In the early 1960s IBM created the 1401 computer. It was wildly popular and exceeded all revenue projections. IBM built 2,800 of them in the first year (1960), and built over 15,000 of them overall. They typically rented for $7,000 per month (~$42,000 in todays dollars) and would have sold (if selling had been an option) for several million dollars.
The 1401 had a clock rate of around 88khz, and as much as 16,000 bytes of core memory. Not 16,384, mind you, 16,000. The machine addressed it’s memory in decimal. Some installations had magnetic tape drives; but many had nothing more than a card reader, card punch, and a line printer. The card reader could read 800 cards per minute. The punch could punch 250 cards per minute. The line printer could print 600 lines per minute.
A 1401 with 8,000 bytes, and no tape drive, could run the FORTRAN compiler. The compiler would read in your FORTRAN program from the card reader, and then punch a self-loading binary executable deck of cards.
If you had 8000 bytes, and had to write a FORTRAN compiler, how would you do it? Remember that compilers generally have to make multiple passes over the source code in order to do their work. So how would you structure the program so that it could pass over the code several times?
Typical Multi-pass Compiler
The obvious choice might be to load the whole compiler into memory, leaving just enough space for some working storage for the symbol table and IO buffers. Thus, if you had a three pass compiler, then on pass one, you would read in the FORTRAN source code, and then punch an intermediate deck that was (hopefully) somewhat smaller than the first deck. Then you’d start pass two, and read in the intermediate deck, and punch another (hopefully smaller) intermediate deck. Finally, you’d start pass three, and read in the final intermediate deck in order to punch the loadable binary deck. …And that’s if there were just three passes. What if there were 5? or 10?
Think of the limitations of this system. How big is the compiler? How much space do you need in order to hold the symbol table? How many cards (80 bytes each) can you read in to your input buffers. What size output buffer do you need to punch the intermediate cards? And how much time is going to be spent by the operator, shuttling cards from the punch back to the reader, over and over again, for each pass?
Let’s say you’ve got a thousand line FORTRAN program. How long is pass 1? Let’s assume that the intermediate deck is 80% the size of the source deck. So you’ve got to punch 800 cards at 250 per minute. You also have to read 1000 cards at 800 per minute. You can do that math. It’s just over 4 minutes of IO time. And remember, with an 88khz clock rate, computation time was likely significant. Each pass would be a bit shorter than the one before it; but given operator time, and the possibility of a handing error (dropping the cards) we can estimate that our 1,000 line FORTRAN program would require several minutes per pass, keeping the operator busy the whole time. A five pass compilation might require an hour of dedicated operator time; and a lot of wasted intermediate cards. Not to mention wear and tear on the card punch.
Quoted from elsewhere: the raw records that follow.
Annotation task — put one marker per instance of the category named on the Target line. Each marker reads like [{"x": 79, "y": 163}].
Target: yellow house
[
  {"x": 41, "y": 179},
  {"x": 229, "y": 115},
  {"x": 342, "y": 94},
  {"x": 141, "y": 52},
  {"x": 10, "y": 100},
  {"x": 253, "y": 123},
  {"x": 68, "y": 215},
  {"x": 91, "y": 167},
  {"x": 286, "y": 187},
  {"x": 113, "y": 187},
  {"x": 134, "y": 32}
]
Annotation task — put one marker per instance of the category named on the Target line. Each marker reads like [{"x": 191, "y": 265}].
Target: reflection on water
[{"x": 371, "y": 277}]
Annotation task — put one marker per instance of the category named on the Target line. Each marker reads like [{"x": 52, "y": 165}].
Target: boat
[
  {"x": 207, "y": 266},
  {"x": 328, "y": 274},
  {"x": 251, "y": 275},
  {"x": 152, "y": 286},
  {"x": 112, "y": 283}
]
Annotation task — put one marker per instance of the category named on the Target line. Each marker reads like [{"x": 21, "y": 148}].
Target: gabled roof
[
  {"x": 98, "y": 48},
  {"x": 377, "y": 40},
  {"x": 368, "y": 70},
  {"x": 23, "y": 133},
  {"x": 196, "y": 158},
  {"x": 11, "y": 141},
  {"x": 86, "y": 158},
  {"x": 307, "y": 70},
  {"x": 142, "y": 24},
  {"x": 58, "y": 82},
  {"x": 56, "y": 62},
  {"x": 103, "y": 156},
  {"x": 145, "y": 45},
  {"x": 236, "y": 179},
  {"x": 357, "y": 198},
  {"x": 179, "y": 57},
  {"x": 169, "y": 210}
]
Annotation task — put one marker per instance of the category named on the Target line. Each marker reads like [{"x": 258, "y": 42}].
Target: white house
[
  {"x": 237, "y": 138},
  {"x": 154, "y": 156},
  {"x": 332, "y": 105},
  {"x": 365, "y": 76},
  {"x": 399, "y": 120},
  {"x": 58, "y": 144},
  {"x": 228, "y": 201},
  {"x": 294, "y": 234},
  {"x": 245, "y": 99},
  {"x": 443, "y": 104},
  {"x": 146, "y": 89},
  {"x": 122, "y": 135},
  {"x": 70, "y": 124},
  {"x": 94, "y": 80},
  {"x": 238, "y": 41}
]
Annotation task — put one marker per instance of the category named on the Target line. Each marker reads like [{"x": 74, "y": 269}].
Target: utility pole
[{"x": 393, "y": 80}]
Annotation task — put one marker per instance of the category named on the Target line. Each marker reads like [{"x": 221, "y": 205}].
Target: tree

But that’s not what the plucky folks at IBM did. They used an entirely different approach. They read the source code in once, and held the entire source program in memory! They made Sixty three passes over the source code; and they did that by using microservices. They called them phases.
Almost all the memory in the computer was used to store the source code. They held back a few hundred bytes for the executable phases. If you get rid of all the extra blanks, the comments, and other non-essentials, you can hold a pretty big program in 7000+ bytes.
Each compiler phase averaged 150 instructions. Each was read in from the card reader (or mag tape if you had it). Each phase would make a pass over the source code, replacing that source code with smaller intermediate results. So from phase to phase, as the source code took up ever less space, there was ever more working storage for symbol tables and variables. When each phase was complete, the next phase would be read in from the card reader (or tape) and executed. The final phase punched the output result (or wrote it to tape).
What did these phases do? You can read about the details here. In short, these phases swept through the source code, reorganizing it, eliminating redundancy, shortening keywords, replacing variables with addresses, replacing function and subroutine references with addresses, and gradually, inexorably grinding that source code down into binary code.
I have just one word for that. Incredible.
Imagine breaking down the problem of compilation into 62 different programs, each of which can run only once. Each of which must run in the memory vacated by the previous program. Each of which must consume the output of the previous, and prepare the input to the next.
Of course these little programs were microservices, and the compiler used a microservice architecture – in 1960.
Which just goes to show that there’s nothing new under the Sun.